Les jeunes Belges tiennent à l’unité de la Belgique

Flamand ou Wallon ? « Ni l’un ni l’autre. Bâtard, tu es ! » clame Stromae, symbole par excellence du regain de Belgitude que connaît notre pays depuis l’été 2013. Or, cette identité« bâtarde » à la belge, c’est bien celle que semble solliciter de plus en plus la jeune génération. Bien avant le déferlement Noir jaune rouge de cet été, Bernard Rimé, Professeur à l’UCL, spécialiste des questions de psychologie sociale, a dirigé dès 2011 une étude sur le sentiment national à travers les générations. Il vient de mettre un point final à ces recherches et de soumettre un article à une grande revue européenne de sociologie.

En exclusivité pour notre supplément spécial # 25, il nous livre ses résultats, éloquents. La grande conclusion de son travail ? La jeune génération s’identifie davantage à son pays que les générations précédentes. Et c’est particulièrement marquant du côté flamand, où les revendications nationalistes déclinent systématiquement chez les 18-28 ans.

La Flandre opprimée, un argument dépassé

Bernard Rimé et ses collègues, Pierre Bouchat (ex UCL, désormais ULB), Olivier Klein et Laurent Licata (tous deux de l’ULB) avaient pour point de départ deux hypothèses. Premièrement, les positions nationalistes devraient décliner de génération en génération dans une société de plus en plus connectée et globalisée, ce qui est particulièrement intégré par la « génération Y ». Ensuite, les chercheurs avaient émis l’hypothèse d’un déclin plus important chez les jeunes flamands, puisqu’ils n’ont jamais connu cette Flandre pauvre et opprimée qui a fomenté les mouvements nationalistes au Nord du pays. Et les chiffres obtenus sur un échantillon de 2700 personnes, équitablement réparties selon les communautés et les âges, confirment largement ces hypothèses. Trois générations ont été distinguées : les 18-28 ans, les 29-53 ans et les 54 ans et plus. Bien sûr, l’identification à la Belgique reste plus importante du côté francophone. Et les jeunes Flamands continuent de placer la Flandre devant la Belgique quand ils doivent définir leur identité.

Mais, et c’est ce que souligne le psychologue avec force, cette identification à leur région s’érode dans la jeune génération du Nord du pays tandis que la place de la Belgique, elle, ne cesse de croître. Le directeur de l’étude n’est pas naïf : « Je pense que l’histoire va encore peser pendant un moment mais les chiffres montrent clairement un déclin des revendications nationalistes dans la jeune génération. Et je pense que plus on va avancer dans le temps, moins ces revendications vont se marquer, car la mémoire collective des Flamands est de moins en moins celle d’un peuple douloureux. Actuellement, on a encore une génération d’adultes qui donne le ton, mais quand cette génération-là sera passée, pour quelles raisons les jeunes Flamands continueraient-ils à se plaindre et à transmettre à leurs enfants des valeurs nationalistes ? ».

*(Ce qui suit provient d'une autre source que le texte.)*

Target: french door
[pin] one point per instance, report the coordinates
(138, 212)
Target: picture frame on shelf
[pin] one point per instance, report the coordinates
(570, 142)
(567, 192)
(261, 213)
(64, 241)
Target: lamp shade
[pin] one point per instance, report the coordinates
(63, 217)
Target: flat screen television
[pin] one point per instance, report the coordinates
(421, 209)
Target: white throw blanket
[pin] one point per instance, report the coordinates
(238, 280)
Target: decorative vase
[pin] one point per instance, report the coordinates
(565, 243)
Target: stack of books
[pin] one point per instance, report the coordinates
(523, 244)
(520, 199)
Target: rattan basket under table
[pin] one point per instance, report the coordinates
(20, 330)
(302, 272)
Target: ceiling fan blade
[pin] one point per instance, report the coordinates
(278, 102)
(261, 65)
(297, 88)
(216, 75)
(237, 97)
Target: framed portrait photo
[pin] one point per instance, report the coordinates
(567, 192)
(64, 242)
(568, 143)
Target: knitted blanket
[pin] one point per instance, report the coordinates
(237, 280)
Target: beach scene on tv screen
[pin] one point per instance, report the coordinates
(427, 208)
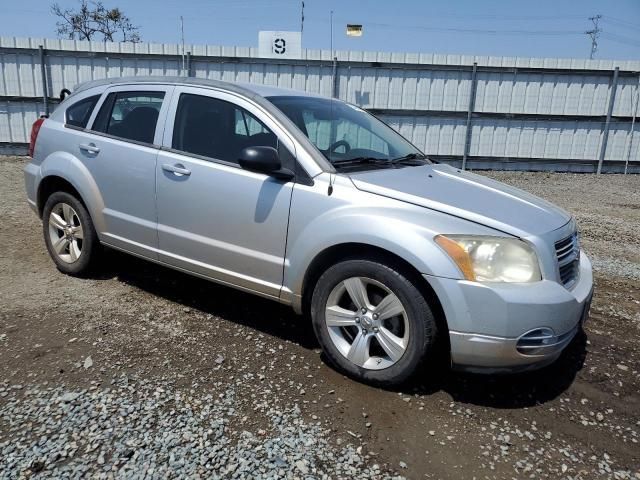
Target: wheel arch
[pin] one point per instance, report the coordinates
(51, 184)
(362, 251)
(65, 172)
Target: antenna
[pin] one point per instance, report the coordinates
(182, 35)
(594, 34)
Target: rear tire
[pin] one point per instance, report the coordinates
(69, 234)
(372, 322)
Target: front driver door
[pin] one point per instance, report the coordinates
(214, 218)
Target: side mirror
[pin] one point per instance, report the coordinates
(264, 160)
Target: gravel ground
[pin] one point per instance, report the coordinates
(141, 371)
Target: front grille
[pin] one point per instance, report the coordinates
(568, 255)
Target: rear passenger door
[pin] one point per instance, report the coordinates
(125, 137)
(214, 218)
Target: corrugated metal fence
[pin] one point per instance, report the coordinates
(486, 112)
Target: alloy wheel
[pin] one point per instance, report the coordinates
(65, 232)
(367, 323)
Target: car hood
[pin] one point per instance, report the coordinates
(466, 195)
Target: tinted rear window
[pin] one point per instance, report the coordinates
(79, 113)
(130, 115)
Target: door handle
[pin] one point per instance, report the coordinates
(89, 147)
(177, 169)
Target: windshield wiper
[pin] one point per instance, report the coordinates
(360, 160)
(411, 159)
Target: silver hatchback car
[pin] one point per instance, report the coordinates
(316, 204)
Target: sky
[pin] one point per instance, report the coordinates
(534, 28)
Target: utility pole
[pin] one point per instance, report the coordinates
(331, 22)
(594, 34)
(182, 35)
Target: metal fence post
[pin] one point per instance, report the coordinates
(472, 102)
(605, 132)
(45, 82)
(189, 64)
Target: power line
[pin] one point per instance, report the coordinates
(594, 33)
(622, 39)
(621, 23)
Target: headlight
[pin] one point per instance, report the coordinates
(492, 259)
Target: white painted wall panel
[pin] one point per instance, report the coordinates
(400, 85)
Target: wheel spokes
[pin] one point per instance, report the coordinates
(67, 213)
(389, 306)
(336, 316)
(357, 291)
(77, 232)
(390, 343)
(56, 221)
(359, 351)
(74, 250)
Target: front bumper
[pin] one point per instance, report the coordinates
(495, 327)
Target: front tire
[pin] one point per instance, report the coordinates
(69, 234)
(372, 322)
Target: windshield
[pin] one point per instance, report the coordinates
(344, 133)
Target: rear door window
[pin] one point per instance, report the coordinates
(217, 129)
(78, 114)
(130, 115)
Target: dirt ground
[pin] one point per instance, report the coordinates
(579, 418)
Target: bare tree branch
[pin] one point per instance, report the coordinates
(93, 19)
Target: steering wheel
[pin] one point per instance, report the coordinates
(340, 143)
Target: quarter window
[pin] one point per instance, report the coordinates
(130, 115)
(78, 114)
(217, 129)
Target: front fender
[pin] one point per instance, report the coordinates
(70, 168)
(319, 221)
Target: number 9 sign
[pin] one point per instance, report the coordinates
(279, 46)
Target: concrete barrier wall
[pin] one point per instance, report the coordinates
(504, 112)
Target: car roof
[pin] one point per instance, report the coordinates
(256, 93)
(248, 89)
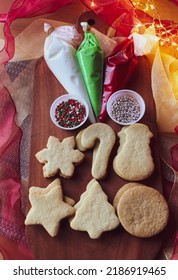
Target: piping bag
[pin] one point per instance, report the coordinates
(60, 55)
(119, 68)
(90, 57)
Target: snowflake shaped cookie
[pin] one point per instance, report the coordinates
(59, 157)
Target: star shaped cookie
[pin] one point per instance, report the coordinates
(48, 207)
(59, 157)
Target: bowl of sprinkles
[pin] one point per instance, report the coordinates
(69, 111)
(125, 107)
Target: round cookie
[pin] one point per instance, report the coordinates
(122, 190)
(143, 211)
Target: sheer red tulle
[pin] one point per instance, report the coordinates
(13, 243)
(11, 218)
(175, 2)
(24, 9)
(117, 13)
(118, 70)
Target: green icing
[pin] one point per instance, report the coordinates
(91, 61)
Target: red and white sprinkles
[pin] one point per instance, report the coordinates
(70, 113)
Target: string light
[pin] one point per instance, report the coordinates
(167, 34)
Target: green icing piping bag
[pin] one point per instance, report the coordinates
(91, 61)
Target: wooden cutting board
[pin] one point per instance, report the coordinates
(71, 244)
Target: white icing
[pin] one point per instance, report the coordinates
(60, 56)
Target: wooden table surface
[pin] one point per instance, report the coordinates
(71, 244)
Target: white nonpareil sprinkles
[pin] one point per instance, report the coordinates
(125, 109)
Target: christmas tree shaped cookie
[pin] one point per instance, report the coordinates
(94, 213)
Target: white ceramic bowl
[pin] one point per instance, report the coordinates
(120, 113)
(65, 98)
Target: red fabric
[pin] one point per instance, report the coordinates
(118, 70)
(24, 9)
(117, 13)
(11, 218)
(12, 250)
(175, 250)
(174, 153)
(175, 2)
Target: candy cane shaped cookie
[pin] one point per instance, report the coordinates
(102, 137)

Le panel de l’enquête compte d’ailleurs une proportion importante de votants NVA. Mais la moyenne d’âge des personnes interrogées pour l’enquête et supportant des partis nationalistes, qui s’élève à 41,6 ans, est plus élevée que l’âge moyen de ceux sollicitant des partis traditionnels (37,18 ans) et, surtout des électeurs de Groen ou d’Ecolo, qui ont, en moyenne 32,8 ans ! Le nationalisme flamand, qu’il se traduise dans les réponses au questionnaire de la présente étude ou via les orientations de vote des personnes interrogées, semble donc être davantage l’affaire des deux générations antérieures et nettement moins séduire les plus jeunes.

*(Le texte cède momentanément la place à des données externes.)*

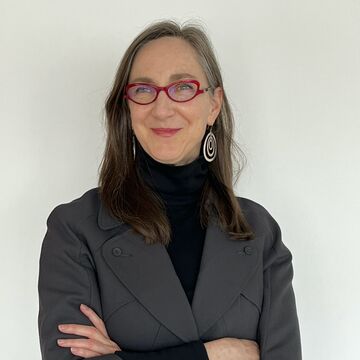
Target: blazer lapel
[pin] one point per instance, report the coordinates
(148, 273)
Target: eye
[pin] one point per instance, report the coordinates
(142, 89)
(185, 86)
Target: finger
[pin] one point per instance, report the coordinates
(94, 318)
(85, 344)
(84, 353)
(83, 330)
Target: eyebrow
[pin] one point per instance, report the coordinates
(172, 78)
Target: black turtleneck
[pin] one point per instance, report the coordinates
(180, 188)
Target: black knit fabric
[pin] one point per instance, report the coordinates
(180, 188)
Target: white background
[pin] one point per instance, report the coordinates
(291, 71)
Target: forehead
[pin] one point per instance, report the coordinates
(160, 60)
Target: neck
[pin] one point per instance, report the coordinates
(177, 185)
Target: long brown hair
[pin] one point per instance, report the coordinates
(122, 189)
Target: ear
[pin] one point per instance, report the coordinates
(216, 102)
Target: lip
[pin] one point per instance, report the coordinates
(166, 132)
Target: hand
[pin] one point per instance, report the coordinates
(98, 342)
(232, 349)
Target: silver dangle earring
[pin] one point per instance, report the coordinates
(210, 146)
(134, 145)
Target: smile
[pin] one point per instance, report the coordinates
(165, 132)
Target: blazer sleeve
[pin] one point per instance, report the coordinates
(66, 279)
(278, 333)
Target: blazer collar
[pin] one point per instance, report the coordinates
(147, 271)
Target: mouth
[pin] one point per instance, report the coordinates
(165, 132)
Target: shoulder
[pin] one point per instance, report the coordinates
(78, 209)
(261, 221)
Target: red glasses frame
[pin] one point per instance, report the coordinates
(166, 89)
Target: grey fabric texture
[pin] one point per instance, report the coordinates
(244, 288)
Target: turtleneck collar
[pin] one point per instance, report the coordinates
(177, 185)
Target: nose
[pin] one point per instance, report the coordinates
(163, 106)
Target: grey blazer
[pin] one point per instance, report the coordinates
(243, 290)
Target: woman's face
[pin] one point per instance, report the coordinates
(160, 62)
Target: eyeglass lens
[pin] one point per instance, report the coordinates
(143, 93)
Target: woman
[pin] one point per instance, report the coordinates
(169, 261)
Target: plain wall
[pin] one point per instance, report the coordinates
(291, 71)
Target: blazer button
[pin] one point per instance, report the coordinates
(116, 251)
(248, 250)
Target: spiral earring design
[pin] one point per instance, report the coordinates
(134, 145)
(210, 146)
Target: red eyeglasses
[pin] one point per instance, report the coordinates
(179, 91)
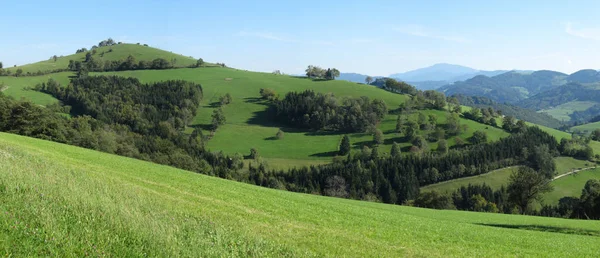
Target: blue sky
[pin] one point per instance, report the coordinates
(370, 37)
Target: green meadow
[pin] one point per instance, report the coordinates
(563, 112)
(59, 200)
(118, 52)
(249, 125)
(587, 128)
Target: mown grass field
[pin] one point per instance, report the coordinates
(563, 112)
(119, 52)
(249, 125)
(59, 200)
(587, 128)
(570, 185)
(20, 87)
(497, 178)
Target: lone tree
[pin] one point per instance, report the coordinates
(396, 150)
(218, 118)
(526, 185)
(279, 135)
(479, 137)
(411, 129)
(344, 146)
(225, 99)
(442, 146)
(378, 137)
(399, 123)
(254, 154)
(200, 62)
(595, 133)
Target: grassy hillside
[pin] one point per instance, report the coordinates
(249, 126)
(586, 127)
(119, 52)
(562, 112)
(570, 185)
(495, 179)
(62, 200)
(19, 87)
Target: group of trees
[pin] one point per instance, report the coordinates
(525, 186)
(587, 206)
(122, 116)
(508, 110)
(396, 178)
(319, 111)
(316, 72)
(577, 147)
(395, 86)
(484, 115)
(93, 64)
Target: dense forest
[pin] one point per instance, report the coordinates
(146, 121)
(317, 111)
(510, 110)
(560, 95)
(396, 178)
(122, 116)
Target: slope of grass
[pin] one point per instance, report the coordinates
(588, 128)
(59, 200)
(563, 111)
(250, 126)
(567, 164)
(570, 185)
(119, 52)
(498, 178)
(19, 87)
(495, 179)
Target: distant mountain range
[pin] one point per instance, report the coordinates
(534, 90)
(428, 78)
(443, 72)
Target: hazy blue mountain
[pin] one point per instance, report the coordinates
(436, 72)
(428, 85)
(443, 72)
(585, 76)
(508, 87)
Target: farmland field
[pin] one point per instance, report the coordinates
(72, 201)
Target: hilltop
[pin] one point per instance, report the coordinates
(124, 207)
(507, 87)
(443, 72)
(115, 52)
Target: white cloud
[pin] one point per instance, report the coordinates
(264, 35)
(586, 33)
(420, 31)
(321, 42)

Pour que le gouvernement soit davantage unifié

La préoccupation pour le conflit linguistique s’amenuise aussi fortement chez les jeunes Flamands, passant d’un intérêt de 3,2 sur une échelle de 1 (« pas du tout ») à 5 (« très fort »), pour les plus de 54 ans à 2,71 chez les jeunes. C’est que la jeune génération n’identifie plus aussi clairement l’origine de ce conflit que ses aînés, étant moins marquée par un passé douloureux qu’elle n’a pas connu. Cela se traduit alors dans les attitudes des 18-28 vis-à-vis de l’autre communauté : alors que les positions de distanciation sont de moins en moins souhaitées, la conciliation entre Nord et Sud du pays est davantage prônée par les jeunes.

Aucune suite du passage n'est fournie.